Weeks' study of more than 3,500 people aged between 18 to 102 concluded that genetics were only 25 per cent responsible for how young we look - the rest is down to behaviour.
Dr Weeks says this is partly because sex in women helps trigger the production of a human growth hormone that helps them keep their youthful looks.
Sex also pumps oxygen around the body, boosting the circulation and the flow of nutrients to the skin.
And, of course, being in a sexual relationship can in itself be a good incentive to look after your appearance and stay in shape.

Sex is exercise

Estimates of the number of calories you can burn off during lovemaking vary, but there's no doubt that sex does constitute something of a workout, raising the heart rate and pumping oxygen around the body.
"On a basic level, sex is exercise, which is good for everybody," explains Paula Hall, a sexual psychotherapist with Relate.
"It's good for blood pressure, muscle tone and the cardiovascular system.

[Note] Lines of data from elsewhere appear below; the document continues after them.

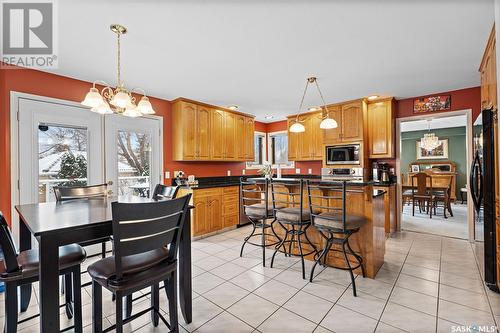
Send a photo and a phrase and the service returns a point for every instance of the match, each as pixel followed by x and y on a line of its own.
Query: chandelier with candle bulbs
pixel 326 123
pixel 429 141
pixel 118 100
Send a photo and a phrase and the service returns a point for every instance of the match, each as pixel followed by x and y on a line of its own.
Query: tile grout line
pixel 393 286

It also produces hormones, which are good for restoring tissue."
Lovers should also take note that more exercise can make for better sex too. Several studies have shown that regular exercise helps to improve sexual function and satisfaction levels.

In the mood

Sex triggers the release of chemicals and hormones in the body that can relieve stress and pain, as well as making for better relationships.
"Sex is a brilliant stress reliever and releases pain-killing endorphins," explains Paula Hall.
"It also helps both chemically and psychologically to keep a couple's relationship alive. This is because sex produces oxytocin, a chemical linked with pair bonding that helps to produce strong feelings of affection between couples."

Sex forever!

The lack of positive images in the media may lead some people to feel that they are 'past it' when it comes to sex. But the fact is that your sexual life can markedly improve with the years.
"As you age, you have to learn to adapt to your sex life," says Paula Hall.
"But sexual wisdom and sexual knowledge are likely to improve considerably with age and you are likely to be less inhibited. Sexual performance does change, but sexual intimacy can get better and better."